Dalam masyarakat yang sangat kompetitif yang tidak memaafkan kegagalan, budaya hiruk pikuk terkadang dipandang sebagai “hasrat”, dengan karyawan yang terlalu banyak bekerja memakainya sebagai lencana kehormatan. Di lain waktu, kelelahan dipandang sebagai bukti dan penghargaan atas kerja keras mereka, dan kelelahan bahkan menjadi “persaingan” di antara para pekerja yang sama-sama lamban. Seperti yang dibagikan oleh artikel CNN ini, “Korea adalah masyarakat yang menuntut kerja keras. Mereka menuntut Anda untuk bekerja berjam-jam. Mereka berpikir bahwa bekerja lebih lama berarti bekerja dengan baik dan produktif.”

Oleh karena itu, bekerja terlalu keras tidak hanya merugikan mereka secara fisik tetapi juga mental. Seperti yang dicatat Hoshi, “Sama seperti cara saham naik dan turun. Rasanya seperti Anda tahu hidup tapi Anda tidak tahu, itu payah”, prestasi kerja mereka menentukan harga diri dan pandangan hidup mereka.

Akibatnya, para pekerja menjadi semakin negatif dan tidak aman akibat tingginya harapan untuk sukses. Khususnya, DK menyoroti masalah Gen Z: “Dalam cerita (Mengapa semua teman saya) terlihat sangat keren di sana (Mengapa saya, hanya saya). Kenapa kenapa kenapa kenapa aku masih berjuang, kenapa?”.

Bagian dari masalahnya, seperti yang dia jelaskan, adalah membandingkan diri sendiri dengan Instagram Stories teman mereka, di mana setiap orang selalu tampak menjalani kehidupan yang lebih baik daripada mereka. Didorong oleh rasa lapar untuk berhasil, mereka kemudian menjebak diri mereka lebih jauh dalam siklus pemenuhan diri, mendorong diri mereka sendiri untuk bekerja lebih keras untuk mencapai tingkat kesuksesan yang tampaknya sama dengan teman-teman mereka.

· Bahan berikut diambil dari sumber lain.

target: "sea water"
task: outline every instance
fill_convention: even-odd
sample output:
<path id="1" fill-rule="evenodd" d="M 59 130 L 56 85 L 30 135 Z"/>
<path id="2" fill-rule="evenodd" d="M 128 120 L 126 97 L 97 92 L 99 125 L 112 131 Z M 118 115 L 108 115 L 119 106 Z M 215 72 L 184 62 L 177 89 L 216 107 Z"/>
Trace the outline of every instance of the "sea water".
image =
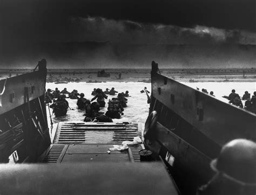
<path id="1" fill-rule="evenodd" d="M 197 87 L 201 91 L 202 88 L 206 89 L 210 93 L 210 91 L 214 92 L 215 98 L 225 102 L 228 102 L 228 100 L 222 98 L 224 95 L 228 95 L 232 89 L 236 90 L 240 96 L 242 96 L 245 91 L 247 90 L 251 95 L 253 94 L 253 92 L 256 91 L 256 83 L 255 82 L 182 82 L 183 84 L 187 85 L 194 89 Z M 129 92 L 130 97 L 128 99 L 127 107 L 124 108 L 124 115 L 120 119 L 113 119 L 114 122 L 142 122 L 145 123 L 149 114 L 149 104 L 147 103 L 147 98 L 145 93 L 141 93 L 140 90 L 145 87 L 147 87 L 148 90 L 151 91 L 151 83 L 142 82 L 106 82 L 100 83 L 87 83 L 85 82 L 69 82 L 68 83 L 55 84 L 54 83 L 47 83 L 46 88 L 51 89 L 55 89 L 57 87 L 59 90 L 62 90 L 64 88 L 66 88 L 68 91 L 71 92 L 73 89 L 76 89 L 78 93 L 83 93 L 85 98 L 89 100 L 91 100 L 93 96 L 91 95 L 93 88 L 100 88 L 103 91 L 106 88 L 111 89 L 114 87 L 115 90 L 118 92 L 125 92 L 126 90 Z M 104 108 L 101 108 L 100 112 L 105 113 L 107 110 L 107 102 L 110 99 L 116 95 L 108 95 L 107 99 L 105 100 L 106 106 Z M 71 108 L 69 109 L 66 116 L 56 117 L 54 115 L 52 116 L 52 121 L 54 123 L 57 123 L 60 121 L 83 121 L 84 119 L 84 111 L 79 110 L 77 109 L 77 100 L 66 99 Z M 96 100 L 95 100 L 96 101 Z M 243 101 L 244 105 L 244 101 Z M 52 109 L 50 109 L 51 113 Z M 48 114 L 48 122 L 49 122 L 49 115 Z"/>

Solusi BSS untuk budaya lembur adalah dengan mendengarkan lagu ini. “Fighting” adalah sumber energi bagi pekerja kantoran sehari-hari, seperti dorongan energi yang diterima pekerja ketika mereka meneguk banyak cangkir Americano mereka. Meskipun ketiganya mengakui bahwa ini adalah satu-satunya hal yang dapat mereka lakukan untuk pekerja kantoran, mereka cukup jujur ​​untuk menyadari bahwa budaya keramaian mungkin tidak akan segera hilang, jadi para pekerja “Harus terus, apa lagi yang bisa kamu lakukan?”.

Dengan kata kunci baru seperti “budaya meluncur” dan “berhenti dengan tenang”, yang menggambarkan fenomena karyawan melakukan pekerjaan minimal, “Fighting” adalah lagu yang berhubungan namun energik untuk generasi pekerja korporat ini yang terus melawan balik budaya kerja berlebihan.

(Youtube[1]. BBC, CNN, NPR. Lirik oleh Colorcodedlyrics. Gambar melalui HYBE.)